Stephen A. Zahorian
Dept. of Elec. and Comput. Eng., Old Dominion Univ., Norfolk, VA 23529
Vowel tokens were synthesized from sinusoids using two methods. For the first method (formant sinusoids), three variable frequency sinusoids were used, with frequencies adjusted to match the first three formants extracted from naturally spoken vowels. The amplitudes were filtered at -12 dB/oct, to approximate the roll-off of the glottal source. For the second method (spectral shape sinusoids), 16 fixed-frequency sinusoids, approximately equally spaced on a bark scale, were used. For this method, the amplitudes of the sinusoids were adjusted so that the overall spectral shape of the naturally spoken token was preserved. A forced-choice identification experiment was conducted using the five vowels /a,i,u,(ae ligature),(eh)/. As a control, tokens were also generated using one period of the original speech, periodically extended to match the length (1 s) of the synthesized tokens.
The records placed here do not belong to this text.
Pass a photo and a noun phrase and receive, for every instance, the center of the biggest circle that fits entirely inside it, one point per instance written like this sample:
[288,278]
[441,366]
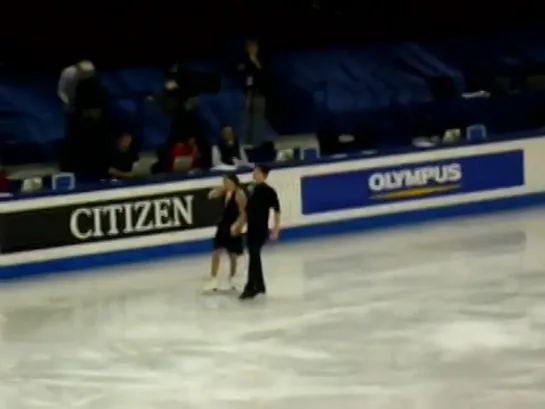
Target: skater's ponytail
[233,178]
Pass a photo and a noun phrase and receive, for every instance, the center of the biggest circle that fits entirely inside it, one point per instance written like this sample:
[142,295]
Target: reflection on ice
[446,316]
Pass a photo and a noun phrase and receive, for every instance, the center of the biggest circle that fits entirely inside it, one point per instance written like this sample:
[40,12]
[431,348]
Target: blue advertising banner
[378,186]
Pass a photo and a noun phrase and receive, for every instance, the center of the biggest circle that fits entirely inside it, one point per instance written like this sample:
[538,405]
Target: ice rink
[437,316]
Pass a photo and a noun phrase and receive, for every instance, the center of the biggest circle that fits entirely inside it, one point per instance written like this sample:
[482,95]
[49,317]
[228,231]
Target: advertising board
[414,181]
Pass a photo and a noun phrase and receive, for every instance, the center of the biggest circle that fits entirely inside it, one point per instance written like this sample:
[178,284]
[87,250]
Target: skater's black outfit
[224,238]
[262,198]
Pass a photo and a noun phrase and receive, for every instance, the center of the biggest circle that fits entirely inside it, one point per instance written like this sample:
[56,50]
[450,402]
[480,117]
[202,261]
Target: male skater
[229,233]
[262,198]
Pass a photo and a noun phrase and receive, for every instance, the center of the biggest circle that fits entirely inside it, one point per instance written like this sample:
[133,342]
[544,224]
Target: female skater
[229,231]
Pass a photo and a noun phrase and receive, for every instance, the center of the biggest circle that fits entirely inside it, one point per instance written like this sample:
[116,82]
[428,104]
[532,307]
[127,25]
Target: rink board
[129,224]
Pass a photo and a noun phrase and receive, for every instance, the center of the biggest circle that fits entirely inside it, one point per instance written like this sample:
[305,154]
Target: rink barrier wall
[84,230]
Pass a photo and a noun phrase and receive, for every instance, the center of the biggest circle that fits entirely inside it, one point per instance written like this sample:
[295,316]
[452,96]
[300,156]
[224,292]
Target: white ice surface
[439,316]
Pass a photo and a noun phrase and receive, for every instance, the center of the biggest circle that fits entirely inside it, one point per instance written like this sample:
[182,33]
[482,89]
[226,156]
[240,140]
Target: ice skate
[211,285]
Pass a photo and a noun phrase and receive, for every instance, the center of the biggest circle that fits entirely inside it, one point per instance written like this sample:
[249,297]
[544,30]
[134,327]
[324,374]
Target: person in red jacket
[197,150]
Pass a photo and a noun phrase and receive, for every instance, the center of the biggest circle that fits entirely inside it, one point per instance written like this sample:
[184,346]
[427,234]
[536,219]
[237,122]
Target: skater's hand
[274,234]
[235,230]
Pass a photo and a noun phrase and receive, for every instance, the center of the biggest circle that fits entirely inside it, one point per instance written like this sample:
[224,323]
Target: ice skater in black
[229,232]
[261,199]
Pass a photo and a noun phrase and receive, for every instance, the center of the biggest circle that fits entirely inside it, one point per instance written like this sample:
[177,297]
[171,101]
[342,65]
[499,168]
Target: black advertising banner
[108,220]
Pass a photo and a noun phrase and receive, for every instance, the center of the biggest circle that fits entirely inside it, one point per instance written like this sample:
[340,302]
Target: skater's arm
[217,192]
[240,198]
[277,215]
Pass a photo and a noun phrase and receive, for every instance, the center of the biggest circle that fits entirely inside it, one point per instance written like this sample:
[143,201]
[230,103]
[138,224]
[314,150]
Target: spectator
[87,126]
[69,79]
[121,158]
[257,84]
[193,149]
[228,152]
[186,125]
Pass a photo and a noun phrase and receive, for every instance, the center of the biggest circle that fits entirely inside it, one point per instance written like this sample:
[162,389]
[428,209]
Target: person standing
[229,231]
[256,83]
[262,198]
[227,151]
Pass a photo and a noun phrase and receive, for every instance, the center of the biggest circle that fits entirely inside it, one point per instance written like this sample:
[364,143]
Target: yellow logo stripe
[415,192]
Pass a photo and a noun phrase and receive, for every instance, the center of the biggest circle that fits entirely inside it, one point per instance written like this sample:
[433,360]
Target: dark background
[51,34]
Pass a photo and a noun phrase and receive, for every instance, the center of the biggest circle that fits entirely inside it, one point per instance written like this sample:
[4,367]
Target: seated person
[121,158]
[228,151]
[196,149]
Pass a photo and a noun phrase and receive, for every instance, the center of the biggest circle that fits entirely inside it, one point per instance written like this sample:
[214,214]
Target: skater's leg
[216,259]
[255,284]
[233,258]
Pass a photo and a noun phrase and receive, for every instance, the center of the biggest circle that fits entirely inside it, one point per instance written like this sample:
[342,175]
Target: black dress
[223,238]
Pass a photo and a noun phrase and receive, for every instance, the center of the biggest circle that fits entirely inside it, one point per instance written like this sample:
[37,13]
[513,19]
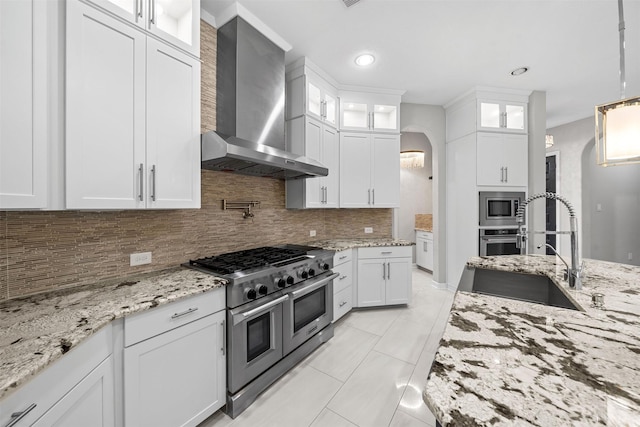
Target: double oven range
[279,309]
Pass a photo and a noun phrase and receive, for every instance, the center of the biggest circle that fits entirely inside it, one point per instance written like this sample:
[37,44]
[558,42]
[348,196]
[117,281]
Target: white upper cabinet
[369,170]
[174,21]
[132,118]
[502,116]
[23,109]
[370,112]
[311,92]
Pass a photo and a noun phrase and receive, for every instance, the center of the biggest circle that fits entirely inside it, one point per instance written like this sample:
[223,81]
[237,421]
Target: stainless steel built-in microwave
[499,208]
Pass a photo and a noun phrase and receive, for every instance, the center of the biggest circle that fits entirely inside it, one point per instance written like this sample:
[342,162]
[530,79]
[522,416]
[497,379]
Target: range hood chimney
[249,137]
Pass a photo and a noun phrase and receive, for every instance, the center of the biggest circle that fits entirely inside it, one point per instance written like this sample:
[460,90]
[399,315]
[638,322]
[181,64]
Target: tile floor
[371,373]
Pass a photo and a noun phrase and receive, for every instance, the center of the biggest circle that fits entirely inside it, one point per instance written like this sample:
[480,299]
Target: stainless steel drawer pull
[17,416]
[184,313]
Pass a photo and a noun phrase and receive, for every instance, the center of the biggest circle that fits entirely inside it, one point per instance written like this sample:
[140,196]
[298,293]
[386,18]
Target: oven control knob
[250,293]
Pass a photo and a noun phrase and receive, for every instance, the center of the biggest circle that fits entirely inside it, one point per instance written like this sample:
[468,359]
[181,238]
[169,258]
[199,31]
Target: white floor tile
[371,395]
[294,401]
[401,419]
[343,353]
[329,418]
[404,340]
The average percentages of tokens correctly identified were 87%, 37%, and 67% for the original, formant sinusoids, and spectral shape sinusoids, respectively. These results clearly show that vowel stimuli which preserve formant frequencies, but which distort spectral shape, are perceptually impoverished. In contrast, vowel stimuli which preserve spectral shape, but which only approximately preserve formants, are identified with greater accuracy. However, neither set of stimuli are identified as accurately as are the original tokens.